I dinosauri erano animali dalle dimensioni poderose e dalla forza devastante. Erano dei colossi. Sembravano invincibili.
Avevano sviluppato un loro modo di sopravvivere ed, in effetti, quel metodo funzionava.

Poi qualcosa (non si è mai veramente capito cosa ma non è questo il punto) nell'ambiente cambiò!
E questo cambiamento improvviso colse i Dinosauri impreparati.
Troppo grandi, troppo rigidi con soluzioni di sopravvivenza troppo statiche. Per loro è stato impossibile trovare nuove soluzioni per adattarsi ai cambiamenti e tali cambiamenti li hanno sterminati.
Di tutto quel periodo d'oro, rimangono a distanza di milioni di anni solo briciole del loro dominio.
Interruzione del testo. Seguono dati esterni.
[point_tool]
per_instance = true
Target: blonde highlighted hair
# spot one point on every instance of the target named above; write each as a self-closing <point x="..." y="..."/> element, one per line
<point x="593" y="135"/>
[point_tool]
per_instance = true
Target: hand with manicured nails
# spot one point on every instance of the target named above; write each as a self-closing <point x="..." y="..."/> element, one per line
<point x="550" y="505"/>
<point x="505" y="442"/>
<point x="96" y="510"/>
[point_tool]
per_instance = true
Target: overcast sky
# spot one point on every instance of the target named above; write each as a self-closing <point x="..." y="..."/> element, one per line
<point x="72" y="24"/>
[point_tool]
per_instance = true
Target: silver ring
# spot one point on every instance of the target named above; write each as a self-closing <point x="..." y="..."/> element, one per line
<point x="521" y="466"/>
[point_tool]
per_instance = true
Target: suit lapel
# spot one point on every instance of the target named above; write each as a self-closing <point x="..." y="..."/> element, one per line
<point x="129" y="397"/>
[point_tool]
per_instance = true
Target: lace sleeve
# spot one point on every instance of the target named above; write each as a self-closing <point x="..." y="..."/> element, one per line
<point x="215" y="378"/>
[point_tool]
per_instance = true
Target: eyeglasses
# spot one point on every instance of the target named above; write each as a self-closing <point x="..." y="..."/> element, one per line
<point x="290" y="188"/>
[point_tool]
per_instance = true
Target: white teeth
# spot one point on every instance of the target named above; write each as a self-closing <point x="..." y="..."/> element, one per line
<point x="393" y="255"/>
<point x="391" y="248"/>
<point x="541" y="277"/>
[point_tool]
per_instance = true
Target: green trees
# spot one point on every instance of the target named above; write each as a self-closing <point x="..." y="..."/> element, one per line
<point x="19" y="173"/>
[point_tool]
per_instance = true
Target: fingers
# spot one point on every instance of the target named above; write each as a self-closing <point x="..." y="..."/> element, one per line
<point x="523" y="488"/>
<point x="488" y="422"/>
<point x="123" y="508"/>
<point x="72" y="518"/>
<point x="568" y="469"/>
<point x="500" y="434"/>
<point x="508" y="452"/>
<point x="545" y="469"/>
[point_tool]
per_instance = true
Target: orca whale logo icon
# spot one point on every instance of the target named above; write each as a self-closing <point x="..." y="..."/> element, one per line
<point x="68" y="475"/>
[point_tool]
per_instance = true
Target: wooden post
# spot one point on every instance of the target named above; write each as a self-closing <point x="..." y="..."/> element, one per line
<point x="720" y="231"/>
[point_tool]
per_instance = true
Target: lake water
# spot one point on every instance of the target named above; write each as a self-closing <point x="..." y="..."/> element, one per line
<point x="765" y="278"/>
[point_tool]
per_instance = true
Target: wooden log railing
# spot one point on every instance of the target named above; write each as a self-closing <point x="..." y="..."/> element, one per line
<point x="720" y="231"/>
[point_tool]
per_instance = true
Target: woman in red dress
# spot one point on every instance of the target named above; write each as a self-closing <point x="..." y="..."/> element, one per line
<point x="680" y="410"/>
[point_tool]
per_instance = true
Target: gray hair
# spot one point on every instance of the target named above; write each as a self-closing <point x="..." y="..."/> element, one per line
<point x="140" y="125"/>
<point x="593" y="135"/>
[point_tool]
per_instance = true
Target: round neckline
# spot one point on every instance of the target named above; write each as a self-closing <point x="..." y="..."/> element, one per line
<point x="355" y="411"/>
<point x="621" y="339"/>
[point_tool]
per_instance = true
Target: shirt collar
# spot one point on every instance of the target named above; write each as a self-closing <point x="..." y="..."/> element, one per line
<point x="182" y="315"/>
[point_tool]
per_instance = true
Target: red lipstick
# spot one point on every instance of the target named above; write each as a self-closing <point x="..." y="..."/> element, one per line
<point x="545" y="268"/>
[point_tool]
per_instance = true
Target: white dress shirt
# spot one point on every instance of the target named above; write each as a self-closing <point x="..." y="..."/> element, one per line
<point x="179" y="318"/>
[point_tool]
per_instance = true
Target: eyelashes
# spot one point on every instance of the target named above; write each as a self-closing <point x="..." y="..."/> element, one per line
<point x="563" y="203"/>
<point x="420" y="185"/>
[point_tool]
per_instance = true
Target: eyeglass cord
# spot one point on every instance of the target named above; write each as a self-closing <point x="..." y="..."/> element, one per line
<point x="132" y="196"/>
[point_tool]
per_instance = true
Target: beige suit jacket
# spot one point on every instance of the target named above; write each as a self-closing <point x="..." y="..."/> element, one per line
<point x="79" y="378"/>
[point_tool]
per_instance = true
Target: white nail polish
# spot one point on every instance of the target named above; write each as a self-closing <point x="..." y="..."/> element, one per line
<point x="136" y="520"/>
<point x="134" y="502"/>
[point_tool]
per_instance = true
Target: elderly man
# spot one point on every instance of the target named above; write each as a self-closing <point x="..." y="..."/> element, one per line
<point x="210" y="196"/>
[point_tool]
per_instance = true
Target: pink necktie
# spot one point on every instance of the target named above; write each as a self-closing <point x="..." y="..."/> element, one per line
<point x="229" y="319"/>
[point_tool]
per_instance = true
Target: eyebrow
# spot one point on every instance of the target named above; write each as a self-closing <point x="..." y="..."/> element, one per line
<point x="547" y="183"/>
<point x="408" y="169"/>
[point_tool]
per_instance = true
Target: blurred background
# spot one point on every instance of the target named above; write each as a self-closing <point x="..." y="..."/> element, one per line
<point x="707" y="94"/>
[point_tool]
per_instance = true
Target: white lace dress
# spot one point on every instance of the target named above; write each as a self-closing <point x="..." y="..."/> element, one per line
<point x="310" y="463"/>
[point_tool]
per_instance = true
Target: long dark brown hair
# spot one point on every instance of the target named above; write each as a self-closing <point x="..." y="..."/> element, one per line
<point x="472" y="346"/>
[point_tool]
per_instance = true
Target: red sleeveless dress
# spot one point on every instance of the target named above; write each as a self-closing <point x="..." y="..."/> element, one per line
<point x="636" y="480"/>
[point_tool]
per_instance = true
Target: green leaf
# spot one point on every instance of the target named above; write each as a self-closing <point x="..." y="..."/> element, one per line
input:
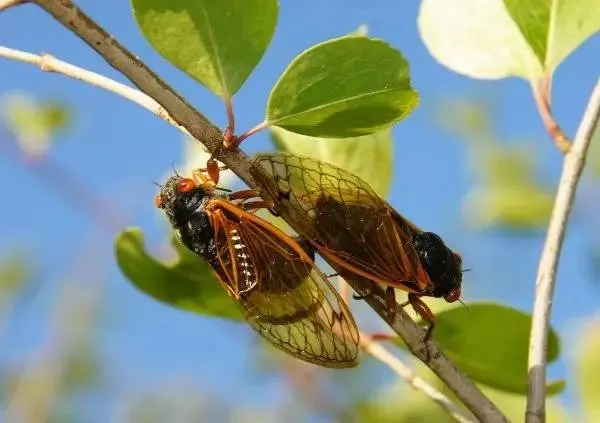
<point x="187" y="283"/>
<point x="489" y="343"/>
<point x="15" y="273"/>
<point x="369" y="156"/>
<point x="496" y="39"/>
<point x="523" y="206"/>
<point x="34" y="122"/>
<point x="555" y="28"/>
<point x="218" y="43"/>
<point x="587" y="367"/>
<point x="345" y="87"/>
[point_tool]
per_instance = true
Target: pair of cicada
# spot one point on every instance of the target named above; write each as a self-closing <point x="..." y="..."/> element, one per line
<point x="285" y="297"/>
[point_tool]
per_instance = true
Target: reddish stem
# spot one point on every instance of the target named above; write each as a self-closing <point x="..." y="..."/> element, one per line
<point x="541" y="95"/>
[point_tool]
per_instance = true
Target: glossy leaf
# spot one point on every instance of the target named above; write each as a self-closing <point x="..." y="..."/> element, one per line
<point x="369" y="156"/>
<point x="345" y="87"/>
<point x="496" y="39"/>
<point x="489" y="342"/>
<point x="187" y="283"/>
<point x="555" y="28"/>
<point x="587" y="367"/>
<point x="218" y="43"/>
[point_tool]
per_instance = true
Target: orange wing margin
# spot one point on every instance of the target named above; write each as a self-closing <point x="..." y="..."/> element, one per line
<point x="346" y="221"/>
<point x="285" y="297"/>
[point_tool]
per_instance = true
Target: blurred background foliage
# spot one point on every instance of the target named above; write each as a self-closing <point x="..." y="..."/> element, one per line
<point x="66" y="372"/>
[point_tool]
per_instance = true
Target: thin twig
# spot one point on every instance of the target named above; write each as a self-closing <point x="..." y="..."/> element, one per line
<point x="68" y="186"/>
<point x="49" y="63"/>
<point x="208" y="134"/>
<point x="428" y="352"/>
<point x="6" y="4"/>
<point x="416" y="382"/>
<point x="538" y="344"/>
<point x="541" y="94"/>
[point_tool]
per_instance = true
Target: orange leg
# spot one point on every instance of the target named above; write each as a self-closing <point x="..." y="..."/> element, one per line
<point x="243" y="195"/>
<point x="426" y="314"/>
<point x="205" y="180"/>
<point x="256" y="205"/>
<point x="390" y="299"/>
<point x="367" y="294"/>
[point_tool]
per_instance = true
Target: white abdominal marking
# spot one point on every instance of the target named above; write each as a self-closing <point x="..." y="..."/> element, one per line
<point x="247" y="268"/>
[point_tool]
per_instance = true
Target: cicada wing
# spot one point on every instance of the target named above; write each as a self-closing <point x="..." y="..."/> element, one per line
<point x="285" y="297"/>
<point x="347" y="221"/>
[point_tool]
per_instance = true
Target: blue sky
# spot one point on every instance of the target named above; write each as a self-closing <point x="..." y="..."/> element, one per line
<point x="117" y="149"/>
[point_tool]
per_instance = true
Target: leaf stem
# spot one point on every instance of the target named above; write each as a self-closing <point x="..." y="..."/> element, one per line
<point x="252" y="131"/>
<point x="538" y="344"/>
<point x="541" y="94"/>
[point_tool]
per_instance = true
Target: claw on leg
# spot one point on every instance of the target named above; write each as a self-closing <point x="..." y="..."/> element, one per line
<point x="426" y="314"/>
<point x="243" y="195"/>
<point x="257" y="205"/>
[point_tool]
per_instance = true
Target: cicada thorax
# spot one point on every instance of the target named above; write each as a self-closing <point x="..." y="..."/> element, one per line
<point x="266" y="282"/>
<point x="356" y="231"/>
<point x="273" y="279"/>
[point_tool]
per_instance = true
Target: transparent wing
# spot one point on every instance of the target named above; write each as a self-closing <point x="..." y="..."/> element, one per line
<point x="285" y="297"/>
<point x="344" y="218"/>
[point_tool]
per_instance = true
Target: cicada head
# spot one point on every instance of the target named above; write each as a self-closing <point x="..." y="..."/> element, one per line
<point x="443" y="266"/>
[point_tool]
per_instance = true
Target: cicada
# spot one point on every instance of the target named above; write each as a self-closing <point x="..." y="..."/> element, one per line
<point x="284" y="296"/>
<point x="357" y="231"/>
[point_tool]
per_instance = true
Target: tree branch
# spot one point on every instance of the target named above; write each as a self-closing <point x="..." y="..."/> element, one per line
<point x="417" y="383"/>
<point x="6" y="4"/>
<point x="49" y="63"/>
<point x="546" y="277"/>
<point x="210" y="136"/>
<point x="541" y="94"/>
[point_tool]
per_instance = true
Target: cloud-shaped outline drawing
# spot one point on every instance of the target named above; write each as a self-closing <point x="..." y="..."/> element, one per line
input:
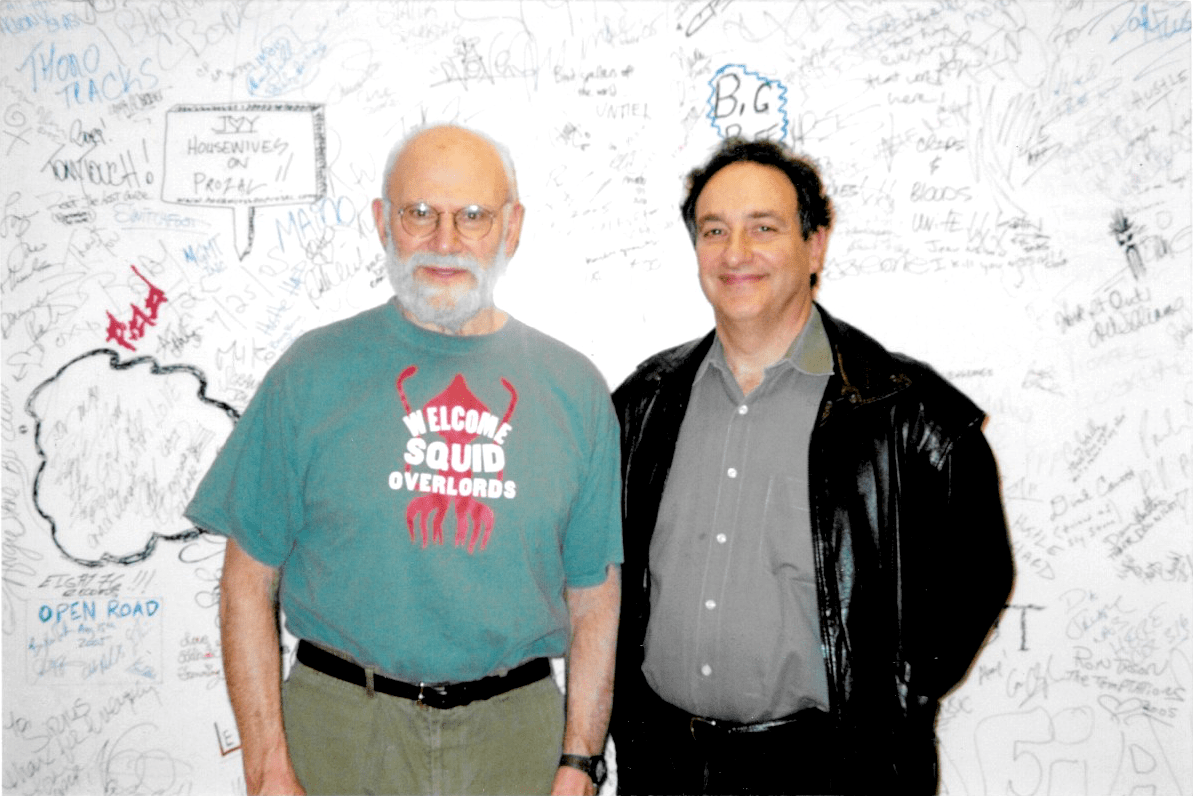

Questa storia, ci deve far riflettere (cambiando le cose che si devono cambiare perchè il paragone calzi) su ciò che accade ora nel nostro mercato e ciò che sta accadendo alle nostre aziende.

L'Italia ha sviluppato delle modalità di fare impresa sue specifiche. Essendo una nazione con molte particolarità e differenze anche spostandosi di 100 km sul suo territorio, era normale che la sua struttura economica sarebbe stata molto complessa.
E frazionata in milioni di piccole e piccolissime imprese.

Come in altri articoli abbiamo sottolineato, qualcosa è cambiato nell'ambiente economico. E' stato un cambiamento rapido, rapidissimo. Le cose sono mutate nel giro di un anno o due. Praticamente niente se pensiamo che anche un individuo programma i suoi investimenti e le sue scelte con un orizzonte spesso di decine di anni.

Questo cambiamento ambientale ha varie cause. Ma anche in questo caso, non è questo il punto.
Il punto è che qualcosa è cambiato.
Se prima la ditta CAIO andava avanti facendo fronte alle sue esigenze con un finanziamento bancario o con la possibilità di ricorrere ad un finanziamento bancario...... adesso quel finanziamento non c'è più!
Se prima la ditta TIZIO poteva contare su un potenziale bacino di 1.000.000 di clienti, adesso quel potenziale bacino di utenza si è ridotto a 600.000 clienti.

E così di questo passo.

I cambiamenti sono vari e si riducono ad un solo concetto: le condizioni di sopravvivenza sono diventate più dure ed ardue.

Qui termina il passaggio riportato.